Beatty Weekly Wrap Up | Witnessing History
I had the honor of being on hand to witness history twice on the same day last week. Not only did I have the opportunity to join House Speaker Nancy Pelosi and fellow Congressional Black Caucus (CBC) members for the June 17th engrossment of the Juneteenth National Independence Day Act, S. 475, a piece of legislation to establish a federal holiday commemorating the end of slavery in the United States, but I was also invited to the White House that same day to watch President Biden sign the bill into law. Additional photos from the day’s events can be accessed on Flickr.
Juneteenth was established on June 19, 1865, more than two years after the issuance of the Emancipation Proclamation, when Union soldiers—led by General Gordon Granger—arrived in Galveston, Texas with the news that the Civil War was over and all previously enslaved people were free. In advance of the U.S. House of Representatives' historic vote five days ago, I went to the House floor, exclaiming, “You can’t change the future if you can’t acknowledge the past.” An archived recording of my full speech can be viewed on YouTube.

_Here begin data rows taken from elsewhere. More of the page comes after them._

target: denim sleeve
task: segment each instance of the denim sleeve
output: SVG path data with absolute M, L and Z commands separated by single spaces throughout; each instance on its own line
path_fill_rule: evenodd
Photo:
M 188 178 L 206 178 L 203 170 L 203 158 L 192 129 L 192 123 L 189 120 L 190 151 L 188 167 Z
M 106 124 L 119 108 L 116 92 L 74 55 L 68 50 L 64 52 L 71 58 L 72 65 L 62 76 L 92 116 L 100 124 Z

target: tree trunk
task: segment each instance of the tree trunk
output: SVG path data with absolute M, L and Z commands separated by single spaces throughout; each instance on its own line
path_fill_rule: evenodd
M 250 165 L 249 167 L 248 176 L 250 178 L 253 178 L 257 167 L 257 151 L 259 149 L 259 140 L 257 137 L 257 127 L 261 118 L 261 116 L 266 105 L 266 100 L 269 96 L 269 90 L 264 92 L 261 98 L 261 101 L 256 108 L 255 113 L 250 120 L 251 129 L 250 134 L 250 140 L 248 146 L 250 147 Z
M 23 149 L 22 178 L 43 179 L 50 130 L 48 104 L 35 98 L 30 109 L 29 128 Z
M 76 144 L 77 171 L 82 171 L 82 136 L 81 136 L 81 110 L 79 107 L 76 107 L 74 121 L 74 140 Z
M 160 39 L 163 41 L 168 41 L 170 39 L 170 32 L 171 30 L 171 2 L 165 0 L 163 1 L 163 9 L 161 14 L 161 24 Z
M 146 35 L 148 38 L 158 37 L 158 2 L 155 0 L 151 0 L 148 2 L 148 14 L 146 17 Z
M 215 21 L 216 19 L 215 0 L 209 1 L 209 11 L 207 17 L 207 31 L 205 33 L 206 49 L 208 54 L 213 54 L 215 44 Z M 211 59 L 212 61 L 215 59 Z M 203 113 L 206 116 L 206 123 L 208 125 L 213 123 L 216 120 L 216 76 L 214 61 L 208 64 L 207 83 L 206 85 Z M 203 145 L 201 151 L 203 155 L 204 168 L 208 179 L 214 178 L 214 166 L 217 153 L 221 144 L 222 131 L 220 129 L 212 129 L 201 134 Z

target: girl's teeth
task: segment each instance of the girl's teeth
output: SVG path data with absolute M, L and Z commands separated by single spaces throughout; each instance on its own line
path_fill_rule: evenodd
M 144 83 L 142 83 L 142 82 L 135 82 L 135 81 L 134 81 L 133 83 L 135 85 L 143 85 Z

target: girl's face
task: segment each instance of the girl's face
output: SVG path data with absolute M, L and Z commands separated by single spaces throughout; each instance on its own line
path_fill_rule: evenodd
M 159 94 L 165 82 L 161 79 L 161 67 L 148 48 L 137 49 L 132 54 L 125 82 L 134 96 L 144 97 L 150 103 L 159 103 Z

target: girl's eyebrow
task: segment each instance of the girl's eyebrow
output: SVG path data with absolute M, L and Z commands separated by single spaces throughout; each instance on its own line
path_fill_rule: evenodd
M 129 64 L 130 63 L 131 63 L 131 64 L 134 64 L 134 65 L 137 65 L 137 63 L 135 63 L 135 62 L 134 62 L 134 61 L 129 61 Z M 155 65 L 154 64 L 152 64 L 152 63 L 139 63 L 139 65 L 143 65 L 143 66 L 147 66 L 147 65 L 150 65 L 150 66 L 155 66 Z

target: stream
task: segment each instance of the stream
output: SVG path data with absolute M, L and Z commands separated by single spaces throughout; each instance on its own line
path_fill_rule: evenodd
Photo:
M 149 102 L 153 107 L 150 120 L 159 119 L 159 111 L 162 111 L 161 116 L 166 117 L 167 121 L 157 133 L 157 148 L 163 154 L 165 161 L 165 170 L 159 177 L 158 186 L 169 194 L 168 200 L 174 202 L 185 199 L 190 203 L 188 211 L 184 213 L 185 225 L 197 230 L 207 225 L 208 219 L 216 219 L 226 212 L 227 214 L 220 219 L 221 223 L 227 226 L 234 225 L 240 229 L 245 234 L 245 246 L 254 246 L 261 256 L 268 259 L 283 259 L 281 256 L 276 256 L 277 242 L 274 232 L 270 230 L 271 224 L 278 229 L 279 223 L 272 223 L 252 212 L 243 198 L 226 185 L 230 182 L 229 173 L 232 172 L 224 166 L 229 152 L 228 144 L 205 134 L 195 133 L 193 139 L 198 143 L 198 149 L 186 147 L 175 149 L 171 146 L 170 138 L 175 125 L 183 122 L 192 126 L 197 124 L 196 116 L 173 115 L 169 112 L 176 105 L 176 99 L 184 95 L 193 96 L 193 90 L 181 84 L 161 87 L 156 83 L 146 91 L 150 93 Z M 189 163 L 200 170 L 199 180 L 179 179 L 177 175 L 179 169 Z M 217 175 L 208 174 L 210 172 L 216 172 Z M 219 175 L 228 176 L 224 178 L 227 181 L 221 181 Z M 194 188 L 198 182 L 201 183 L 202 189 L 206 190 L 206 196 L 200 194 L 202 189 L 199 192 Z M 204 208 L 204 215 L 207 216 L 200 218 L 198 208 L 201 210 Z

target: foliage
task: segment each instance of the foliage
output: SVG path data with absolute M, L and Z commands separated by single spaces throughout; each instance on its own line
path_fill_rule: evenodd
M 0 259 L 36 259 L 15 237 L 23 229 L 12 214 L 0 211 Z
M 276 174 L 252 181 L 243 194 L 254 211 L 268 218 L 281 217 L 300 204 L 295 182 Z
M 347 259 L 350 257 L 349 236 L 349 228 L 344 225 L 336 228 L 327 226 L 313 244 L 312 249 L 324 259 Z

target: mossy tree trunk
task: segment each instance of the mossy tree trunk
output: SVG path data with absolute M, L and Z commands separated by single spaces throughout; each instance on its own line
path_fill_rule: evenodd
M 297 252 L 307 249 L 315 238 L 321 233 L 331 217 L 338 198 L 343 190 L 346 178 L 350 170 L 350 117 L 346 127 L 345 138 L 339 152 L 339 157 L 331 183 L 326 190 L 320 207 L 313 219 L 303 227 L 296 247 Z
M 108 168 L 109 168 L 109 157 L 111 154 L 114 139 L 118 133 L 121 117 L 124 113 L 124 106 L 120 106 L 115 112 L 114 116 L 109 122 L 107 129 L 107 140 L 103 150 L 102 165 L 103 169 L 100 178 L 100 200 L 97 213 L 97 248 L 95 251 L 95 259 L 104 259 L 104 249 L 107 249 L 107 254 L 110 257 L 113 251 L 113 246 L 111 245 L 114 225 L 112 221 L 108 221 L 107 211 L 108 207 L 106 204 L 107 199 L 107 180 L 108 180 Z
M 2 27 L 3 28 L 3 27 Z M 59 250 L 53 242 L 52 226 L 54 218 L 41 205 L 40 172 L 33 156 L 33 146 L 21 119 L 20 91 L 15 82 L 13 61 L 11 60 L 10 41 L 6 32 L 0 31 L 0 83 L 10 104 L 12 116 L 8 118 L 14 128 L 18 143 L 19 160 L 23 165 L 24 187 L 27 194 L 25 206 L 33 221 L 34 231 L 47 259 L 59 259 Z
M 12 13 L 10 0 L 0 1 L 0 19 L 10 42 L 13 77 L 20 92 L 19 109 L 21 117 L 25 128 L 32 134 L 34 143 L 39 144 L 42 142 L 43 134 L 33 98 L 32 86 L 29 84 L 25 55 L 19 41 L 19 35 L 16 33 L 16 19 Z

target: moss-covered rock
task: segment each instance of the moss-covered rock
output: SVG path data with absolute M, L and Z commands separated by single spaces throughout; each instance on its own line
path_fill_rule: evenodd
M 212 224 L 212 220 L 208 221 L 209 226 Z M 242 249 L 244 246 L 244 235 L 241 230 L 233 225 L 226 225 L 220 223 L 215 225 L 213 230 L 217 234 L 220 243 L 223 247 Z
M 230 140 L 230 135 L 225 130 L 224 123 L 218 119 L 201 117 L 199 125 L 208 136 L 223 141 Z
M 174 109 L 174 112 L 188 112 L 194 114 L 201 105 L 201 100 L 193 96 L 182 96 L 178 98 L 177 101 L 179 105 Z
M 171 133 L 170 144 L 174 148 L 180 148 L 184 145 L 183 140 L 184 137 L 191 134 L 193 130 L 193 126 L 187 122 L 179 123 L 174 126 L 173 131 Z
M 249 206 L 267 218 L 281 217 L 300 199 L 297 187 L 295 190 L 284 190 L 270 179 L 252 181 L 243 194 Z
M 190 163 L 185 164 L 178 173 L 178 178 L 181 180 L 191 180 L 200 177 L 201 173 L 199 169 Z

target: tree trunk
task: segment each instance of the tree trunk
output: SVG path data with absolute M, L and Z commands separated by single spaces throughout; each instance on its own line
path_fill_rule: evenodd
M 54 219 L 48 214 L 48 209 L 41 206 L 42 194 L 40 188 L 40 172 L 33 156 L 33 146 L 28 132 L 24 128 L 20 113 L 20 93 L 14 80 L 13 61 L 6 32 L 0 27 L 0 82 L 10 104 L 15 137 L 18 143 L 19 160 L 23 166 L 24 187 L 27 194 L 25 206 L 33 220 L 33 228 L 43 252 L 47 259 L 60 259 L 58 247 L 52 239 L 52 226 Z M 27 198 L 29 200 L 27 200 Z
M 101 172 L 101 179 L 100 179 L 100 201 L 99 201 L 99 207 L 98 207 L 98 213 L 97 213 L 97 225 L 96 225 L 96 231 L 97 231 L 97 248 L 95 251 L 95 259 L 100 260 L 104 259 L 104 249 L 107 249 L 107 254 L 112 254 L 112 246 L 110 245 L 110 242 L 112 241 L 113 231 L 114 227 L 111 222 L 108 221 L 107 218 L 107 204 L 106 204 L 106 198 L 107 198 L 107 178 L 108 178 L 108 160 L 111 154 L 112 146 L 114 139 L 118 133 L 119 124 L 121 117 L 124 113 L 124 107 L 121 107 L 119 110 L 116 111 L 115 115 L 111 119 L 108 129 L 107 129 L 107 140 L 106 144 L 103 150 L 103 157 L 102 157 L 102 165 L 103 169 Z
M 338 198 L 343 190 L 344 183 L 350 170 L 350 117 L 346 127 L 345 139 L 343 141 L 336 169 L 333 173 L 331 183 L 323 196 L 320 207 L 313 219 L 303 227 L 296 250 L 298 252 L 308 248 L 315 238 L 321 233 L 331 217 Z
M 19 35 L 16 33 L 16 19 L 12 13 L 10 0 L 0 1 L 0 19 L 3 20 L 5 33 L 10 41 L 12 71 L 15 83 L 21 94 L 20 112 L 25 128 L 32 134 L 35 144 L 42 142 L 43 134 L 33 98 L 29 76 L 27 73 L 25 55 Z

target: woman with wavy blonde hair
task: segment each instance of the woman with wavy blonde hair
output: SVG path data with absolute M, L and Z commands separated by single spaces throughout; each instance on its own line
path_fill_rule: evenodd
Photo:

You’ll also be interested to know that last week the House passed my bipartisan bill honoring the Harlem Hellfighters and I joined forces with a bipartisan, bicameral group of colleagues to introduce legislation to improve housing services for survivors of human trafficking.
As I have said time and time again—including over the weekend on MSNBC—Black history is American history. So, while I am proud that the Biden-Harris Administration and a bipartisan congressional coalition reaffirmed that sacred principle on multiple occasions in the past week, I recognize as CBC Chair that the work to create a brighter tomorrow for communities of color is far from over.
Indeed, the mission to build back better for ALL Americans continues.